Near his own hovel, Jack was met with another delay. When he emerged from the cluster of trailers, his neighbors came pouring out, complaining over one another that every night, Phil, after smoking his fill, would holler and scare the children. Jack internally screamed. So many obstacles on the path to important things! But he preferred to maintain good relationships with these women. They looked after his home in his absence, meaning that they scared suspicious drifters away from the trailer. It was better than any pack of guard dogs. He would have to deal with Phil, who, of course, screeched that he was singing very quietly and that he just couldn't control himself when performing. In Alterra, he was a famous bard. When he sang before crowds of critics, they all loved him - but those old geezers knew nothing about art...
Jack didn't say anything, just bent down and very pointedly picked up a rusted reinforcement rod. That did the trick. Phil changed his tune at once and began to moan that he'd try to restrain himself and sing a bit quieter.
He finally managed to shake everyone off and make it to his own trailer.

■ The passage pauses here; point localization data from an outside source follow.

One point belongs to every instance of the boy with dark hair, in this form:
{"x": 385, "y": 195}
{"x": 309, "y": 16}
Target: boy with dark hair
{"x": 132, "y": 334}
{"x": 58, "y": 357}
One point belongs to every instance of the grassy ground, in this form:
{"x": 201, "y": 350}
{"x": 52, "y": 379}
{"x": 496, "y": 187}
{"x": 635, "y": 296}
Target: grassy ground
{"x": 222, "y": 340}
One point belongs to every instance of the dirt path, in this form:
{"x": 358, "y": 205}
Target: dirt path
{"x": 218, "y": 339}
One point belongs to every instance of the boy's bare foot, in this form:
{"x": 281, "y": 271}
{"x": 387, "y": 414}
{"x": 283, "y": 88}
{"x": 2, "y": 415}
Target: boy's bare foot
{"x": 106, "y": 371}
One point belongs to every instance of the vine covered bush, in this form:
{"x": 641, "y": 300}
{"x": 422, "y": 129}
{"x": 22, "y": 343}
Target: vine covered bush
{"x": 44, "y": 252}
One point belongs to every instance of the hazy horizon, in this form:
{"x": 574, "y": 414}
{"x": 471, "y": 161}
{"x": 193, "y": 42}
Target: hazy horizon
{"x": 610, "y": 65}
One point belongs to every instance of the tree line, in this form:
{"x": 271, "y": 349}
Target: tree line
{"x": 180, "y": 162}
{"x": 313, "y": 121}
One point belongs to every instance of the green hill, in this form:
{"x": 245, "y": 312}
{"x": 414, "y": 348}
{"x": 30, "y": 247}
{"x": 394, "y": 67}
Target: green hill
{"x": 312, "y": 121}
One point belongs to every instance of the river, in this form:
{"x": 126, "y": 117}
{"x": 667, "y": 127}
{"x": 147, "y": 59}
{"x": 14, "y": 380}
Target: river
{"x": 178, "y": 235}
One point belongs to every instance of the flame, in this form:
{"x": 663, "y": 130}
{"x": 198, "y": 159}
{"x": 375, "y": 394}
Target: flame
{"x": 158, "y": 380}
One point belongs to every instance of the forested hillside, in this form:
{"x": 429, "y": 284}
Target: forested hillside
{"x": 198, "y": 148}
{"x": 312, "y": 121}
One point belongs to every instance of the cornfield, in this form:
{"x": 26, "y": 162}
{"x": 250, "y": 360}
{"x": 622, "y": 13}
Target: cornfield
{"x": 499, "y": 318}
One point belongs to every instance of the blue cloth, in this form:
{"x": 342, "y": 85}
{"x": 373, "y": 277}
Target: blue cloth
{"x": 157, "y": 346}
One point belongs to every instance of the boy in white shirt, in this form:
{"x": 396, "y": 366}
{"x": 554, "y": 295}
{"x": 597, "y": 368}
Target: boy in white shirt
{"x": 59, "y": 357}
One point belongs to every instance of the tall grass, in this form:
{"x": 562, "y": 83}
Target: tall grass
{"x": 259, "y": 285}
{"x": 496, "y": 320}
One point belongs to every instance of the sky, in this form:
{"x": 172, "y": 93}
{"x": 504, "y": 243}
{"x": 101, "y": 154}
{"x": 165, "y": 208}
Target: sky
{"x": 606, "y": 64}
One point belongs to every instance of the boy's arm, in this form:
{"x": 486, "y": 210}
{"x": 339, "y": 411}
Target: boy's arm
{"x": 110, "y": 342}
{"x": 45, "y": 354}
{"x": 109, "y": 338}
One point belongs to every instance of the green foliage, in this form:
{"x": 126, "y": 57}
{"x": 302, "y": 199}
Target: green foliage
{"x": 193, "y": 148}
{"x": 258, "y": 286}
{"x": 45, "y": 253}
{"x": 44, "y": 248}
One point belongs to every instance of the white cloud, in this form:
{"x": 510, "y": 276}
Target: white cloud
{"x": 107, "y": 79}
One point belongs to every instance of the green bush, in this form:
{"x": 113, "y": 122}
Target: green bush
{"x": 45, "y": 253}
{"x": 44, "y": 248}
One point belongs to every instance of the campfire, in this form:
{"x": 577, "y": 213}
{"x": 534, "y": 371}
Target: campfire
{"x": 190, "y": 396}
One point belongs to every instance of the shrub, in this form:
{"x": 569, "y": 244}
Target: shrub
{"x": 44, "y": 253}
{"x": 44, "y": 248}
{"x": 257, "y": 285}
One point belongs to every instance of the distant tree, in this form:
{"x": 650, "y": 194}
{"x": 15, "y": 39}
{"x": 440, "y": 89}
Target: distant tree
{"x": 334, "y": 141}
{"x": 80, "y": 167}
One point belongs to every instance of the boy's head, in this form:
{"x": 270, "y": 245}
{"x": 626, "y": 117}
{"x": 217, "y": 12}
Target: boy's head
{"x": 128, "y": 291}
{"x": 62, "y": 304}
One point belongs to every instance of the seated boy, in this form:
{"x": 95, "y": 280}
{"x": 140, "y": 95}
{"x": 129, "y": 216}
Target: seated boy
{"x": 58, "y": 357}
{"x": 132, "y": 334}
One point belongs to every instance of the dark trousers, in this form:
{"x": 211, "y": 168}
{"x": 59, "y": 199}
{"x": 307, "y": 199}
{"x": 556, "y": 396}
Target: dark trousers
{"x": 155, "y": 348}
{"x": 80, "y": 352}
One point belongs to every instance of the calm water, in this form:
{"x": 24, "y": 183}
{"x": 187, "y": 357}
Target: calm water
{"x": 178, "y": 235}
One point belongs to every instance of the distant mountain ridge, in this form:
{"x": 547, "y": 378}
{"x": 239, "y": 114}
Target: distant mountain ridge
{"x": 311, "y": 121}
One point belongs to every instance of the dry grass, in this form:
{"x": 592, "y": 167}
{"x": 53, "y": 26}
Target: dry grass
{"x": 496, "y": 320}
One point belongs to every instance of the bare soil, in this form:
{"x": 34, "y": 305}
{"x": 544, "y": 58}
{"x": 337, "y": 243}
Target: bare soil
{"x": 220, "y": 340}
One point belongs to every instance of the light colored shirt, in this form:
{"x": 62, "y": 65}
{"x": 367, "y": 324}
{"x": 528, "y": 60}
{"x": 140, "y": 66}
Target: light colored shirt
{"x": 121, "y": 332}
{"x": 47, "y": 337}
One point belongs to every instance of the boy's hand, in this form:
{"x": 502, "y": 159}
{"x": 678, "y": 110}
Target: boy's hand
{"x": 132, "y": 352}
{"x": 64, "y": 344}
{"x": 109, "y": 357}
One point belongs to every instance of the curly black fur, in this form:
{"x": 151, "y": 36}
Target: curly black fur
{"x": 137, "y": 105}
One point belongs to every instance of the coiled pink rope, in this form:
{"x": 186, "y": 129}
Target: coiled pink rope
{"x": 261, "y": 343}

He needed to eat, organize his equipment, clean the revolver from the pickup... but Jack just couldn't wait any longer. He hooked the strange device up and stared at the blinking light indicating that the batteries were charging.
The driver had been a simple fellow - the password to Alterra was written in marker on the plastic case of his console and retinal identification hadn't existed then. The camera set in the old headset didn't have that option. Not that way anymore...

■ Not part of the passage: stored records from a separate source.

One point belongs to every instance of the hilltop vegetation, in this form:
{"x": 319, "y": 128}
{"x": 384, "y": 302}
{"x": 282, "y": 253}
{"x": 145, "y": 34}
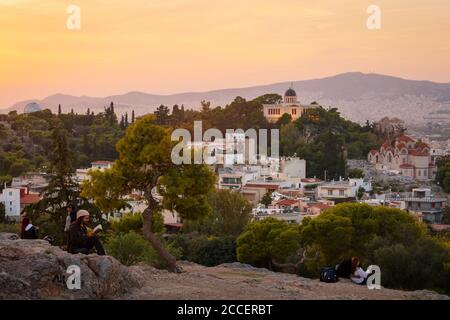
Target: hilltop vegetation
{"x": 26, "y": 139}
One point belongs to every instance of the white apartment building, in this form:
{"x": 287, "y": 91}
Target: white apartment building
{"x": 342, "y": 189}
{"x": 10, "y": 197}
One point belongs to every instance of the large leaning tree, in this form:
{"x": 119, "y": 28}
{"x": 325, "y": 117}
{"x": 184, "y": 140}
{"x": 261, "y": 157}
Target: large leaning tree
{"x": 145, "y": 165}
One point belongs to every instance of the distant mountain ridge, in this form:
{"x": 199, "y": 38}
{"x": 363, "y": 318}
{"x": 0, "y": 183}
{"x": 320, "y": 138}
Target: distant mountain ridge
{"x": 358, "y": 96}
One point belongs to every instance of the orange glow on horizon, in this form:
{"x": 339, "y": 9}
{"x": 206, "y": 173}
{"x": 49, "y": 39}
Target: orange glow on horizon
{"x": 162, "y": 46}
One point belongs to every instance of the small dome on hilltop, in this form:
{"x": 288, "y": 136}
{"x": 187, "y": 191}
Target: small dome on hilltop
{"x": 290, "y": 93}
{"x": 32, "y": 107}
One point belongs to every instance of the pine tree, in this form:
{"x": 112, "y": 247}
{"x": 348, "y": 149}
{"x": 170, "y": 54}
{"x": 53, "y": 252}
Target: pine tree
{"x": 122, "y": 122}
{"x": 50, "y": 213}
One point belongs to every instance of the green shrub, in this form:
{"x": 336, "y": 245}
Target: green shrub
{"x": 207, "y": 251}
{"x": 132, "y": 248}
{"x": 134, "y": 222}
{"x": 268, "y": 239}
{"x": 9, "y": 227}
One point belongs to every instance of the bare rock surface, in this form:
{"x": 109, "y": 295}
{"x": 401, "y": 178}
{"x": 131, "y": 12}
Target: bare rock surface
{"x": 33, "y": 269}
{"x": 243, "y": 282}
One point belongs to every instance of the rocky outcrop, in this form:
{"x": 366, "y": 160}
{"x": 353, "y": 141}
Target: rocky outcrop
{"x": 33, "y": 269}
{"x": 235, "y": 281}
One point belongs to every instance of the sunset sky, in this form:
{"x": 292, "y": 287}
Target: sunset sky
{"x": 168, "y": 46}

While the console buzzed back to life after its decades-long sleep, Jack untangled the sensor cords. A different person wouldn't have been able to figure out this antiquated mess, but Jack was a Walker. He'd seen his share of all sorts of strange things and could imagine the thought processes of the people who had lived before the Gendemic.
The sensor gloves were obvious, and the old console also came with several sensors on cords, the longest of which attached to his ankles and others like a belt, circling his chest. It was a lightweight analogue to a virt-suit that was sensitive to the player's slightest movements and transmitted it into the form of a full-fledged virtual character.
Jack placed the sensors and put on the VR goggles. The console was ready for operation. A prompt appeared requesting him to enter a personal code and Jack typed in the string of letters and numbers that were written on the case. Finally, another prompt popped up addressed to Andrew Vigo, the character name of the console's previous owner.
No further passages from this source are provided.